We had the finally stamp of approval that we needed or so we thought. He wanted me to have one cycle before we actually "tried" to get pregnant. This was the first long month of many more to come.
For the most part the first year was very unexciting:
-One ultrasound in February when I had some random bleeding. Turned out to be ovulation bleeding!
-Most cycles were 28-30 days for the first 6 months
-I did a great job for the first 6-7 months of not tracking my cycles or trying to detect ovulation (temping OPK etc)
-I kept hoping it would just happen (friends would probably say I was really really hoping it would just happen!)

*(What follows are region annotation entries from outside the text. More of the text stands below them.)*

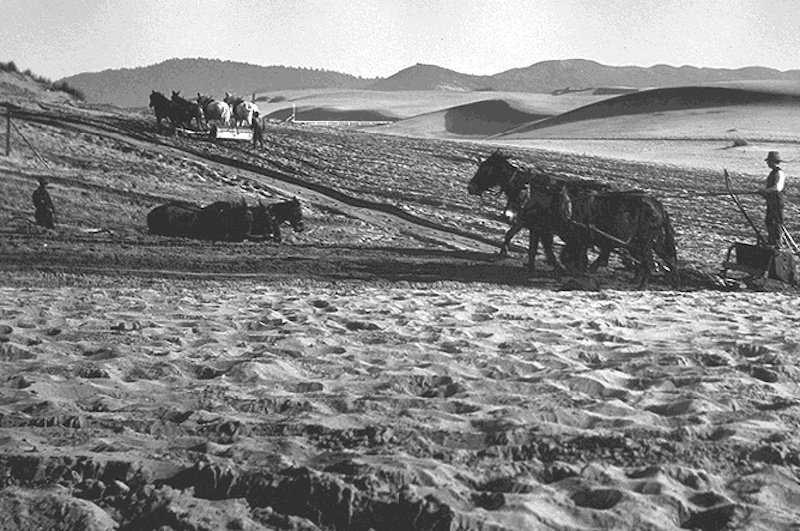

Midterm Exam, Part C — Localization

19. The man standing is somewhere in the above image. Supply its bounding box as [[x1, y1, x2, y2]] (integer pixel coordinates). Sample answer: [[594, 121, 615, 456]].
[[758, 151, 786, 249], [250, 111, 264, 150], [33, 177, 56, 229]]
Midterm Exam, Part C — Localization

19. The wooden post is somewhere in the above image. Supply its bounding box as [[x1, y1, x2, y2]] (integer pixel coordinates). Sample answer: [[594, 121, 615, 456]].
[[6, 104, 11, 157]]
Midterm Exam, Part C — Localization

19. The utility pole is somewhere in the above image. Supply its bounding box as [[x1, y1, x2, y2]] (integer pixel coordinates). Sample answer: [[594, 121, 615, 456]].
[[6, 103, 11, 157]]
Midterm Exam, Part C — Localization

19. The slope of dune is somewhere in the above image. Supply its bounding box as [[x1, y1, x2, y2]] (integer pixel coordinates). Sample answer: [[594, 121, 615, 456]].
[[256, 90, 610, 124], [383, 100, 552, 137], [502, 83, 800, 136]]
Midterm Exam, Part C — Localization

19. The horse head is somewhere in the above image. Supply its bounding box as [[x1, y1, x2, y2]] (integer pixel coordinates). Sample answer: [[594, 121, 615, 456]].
[[467, 149, 517, 195], [150, 90, 166, 107], [286, 197, 305, 232]]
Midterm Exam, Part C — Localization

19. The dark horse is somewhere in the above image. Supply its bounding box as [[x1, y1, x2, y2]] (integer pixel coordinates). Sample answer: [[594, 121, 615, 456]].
[[506, 183, 680, 288], [171, 90, 205, 129], [147, 198, 304, 242], [147, 201, 260, 242], [259, 197, 305, 242], [467, 149, 609, 271], [150, 90, 175, 131]]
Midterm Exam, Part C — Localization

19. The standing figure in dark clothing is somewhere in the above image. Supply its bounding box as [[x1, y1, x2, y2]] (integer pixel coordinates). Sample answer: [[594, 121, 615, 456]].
[[33, 177, 56, 229], [758, 151, 786, 249], [250, 111, 264, 149]]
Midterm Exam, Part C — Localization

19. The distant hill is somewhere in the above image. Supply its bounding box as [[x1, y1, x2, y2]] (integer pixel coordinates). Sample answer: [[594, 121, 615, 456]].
[[491, 59, 800, 92], [369, 64, 492, 91], [496, 81, 800, 138], [63, 59, 375, 107], [369, 59, 800, 94], [63, 59, 800, 107]]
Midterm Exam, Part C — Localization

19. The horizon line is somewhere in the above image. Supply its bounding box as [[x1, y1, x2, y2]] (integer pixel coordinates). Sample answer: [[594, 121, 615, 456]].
[[54, 56, 800, 81]]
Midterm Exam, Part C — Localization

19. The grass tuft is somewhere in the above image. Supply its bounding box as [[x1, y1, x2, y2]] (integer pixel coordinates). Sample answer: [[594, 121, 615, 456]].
[[733, 138, 750, 147]]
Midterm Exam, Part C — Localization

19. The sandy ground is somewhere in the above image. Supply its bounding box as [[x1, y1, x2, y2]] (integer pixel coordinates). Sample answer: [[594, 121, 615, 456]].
[[0, 274, 800, 529], [0, 77, 800, 531]]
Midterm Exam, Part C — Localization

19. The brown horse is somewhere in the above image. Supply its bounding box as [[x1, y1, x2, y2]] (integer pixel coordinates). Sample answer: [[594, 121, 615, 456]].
[[467, 149, 610, 272], [266, 197, 305, 242], [506, 184, 680, 288]]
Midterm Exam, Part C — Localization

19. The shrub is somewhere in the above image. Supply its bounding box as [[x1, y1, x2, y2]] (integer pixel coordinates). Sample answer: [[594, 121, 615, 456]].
[[50, 81, 86, 101], [0, 61, 19, 72]]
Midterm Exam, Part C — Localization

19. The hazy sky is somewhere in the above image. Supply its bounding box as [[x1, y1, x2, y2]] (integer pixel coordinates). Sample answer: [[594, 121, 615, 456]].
[[0, 0, 800, 80]]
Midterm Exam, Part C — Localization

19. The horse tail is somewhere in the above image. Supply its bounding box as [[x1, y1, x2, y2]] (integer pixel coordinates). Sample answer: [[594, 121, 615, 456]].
[[654, 208, 681, 289]]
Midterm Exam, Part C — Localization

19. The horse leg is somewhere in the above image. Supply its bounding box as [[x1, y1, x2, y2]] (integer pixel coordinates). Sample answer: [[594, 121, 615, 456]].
[[637, 241, 655, 289], [500, 223, 525, 256], [540, 229, 564, 271], [527, 227, 540, 273], [589, 246, 611, 273]]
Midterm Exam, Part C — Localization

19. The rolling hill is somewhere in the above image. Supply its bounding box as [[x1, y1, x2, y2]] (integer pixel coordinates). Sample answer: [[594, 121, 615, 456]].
[[63, 59, 374, 107], [370, 64, 492, 91], [63, 59, 800, 107], [500, 82, 800, 136]]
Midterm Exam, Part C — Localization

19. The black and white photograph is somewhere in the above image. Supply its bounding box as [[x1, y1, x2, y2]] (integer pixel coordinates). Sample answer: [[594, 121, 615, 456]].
[[0, 0, 800, 531]]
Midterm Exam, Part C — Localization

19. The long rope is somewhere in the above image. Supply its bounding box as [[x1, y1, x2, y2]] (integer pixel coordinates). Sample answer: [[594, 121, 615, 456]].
[[11, 117, 56, 177]]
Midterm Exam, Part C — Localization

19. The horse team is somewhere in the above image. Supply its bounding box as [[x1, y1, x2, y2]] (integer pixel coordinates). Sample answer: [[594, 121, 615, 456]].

Around June of this year I started to get worried that it was going to be the long process I had dreaded for years. August came and I had the weirdest period very abnormal. My doctor's office was concerned I was miscarrying, which was heartbreaking but encouraging at the same time (meant everything was working). Turned out I was not. September was another weird month with a 45 day cycle! My doctor scheduled an appointment for us this month and indicated he thought IUI with injectables was our best option. This was exactly what we had expected him to say and we were ready to move forward! We were to start the process as soon as my cycle ended (around the end of October possibly). All we had to do was the semen analysis for my hubby. We were not worried about it, why should we be? He provided his sample and we went on planning for the IUI. Then our nurse called a week later. The results were heartbreaking. His count was boarder lined, his motility and shape were both very low (she did not give numbers). The results were so bad our RE cancelled our IUI. This was the most devastating part of this journey so far. We were so close to moving forward and then all of a sudden we were moving backwards. We are now waiting for his next around of tests which should happen in about 2 weeks. Depending on the result we will either move forward with IUI (if the results are good!) or visit a male infertility specialist. The good news is our RE has says even with the results were are still excellent candidates for IVF.
I plan to use this blog to keep track of where we have been, where we are, and where we are headed. Feel free to join us on our journey to having our on Baby Gator!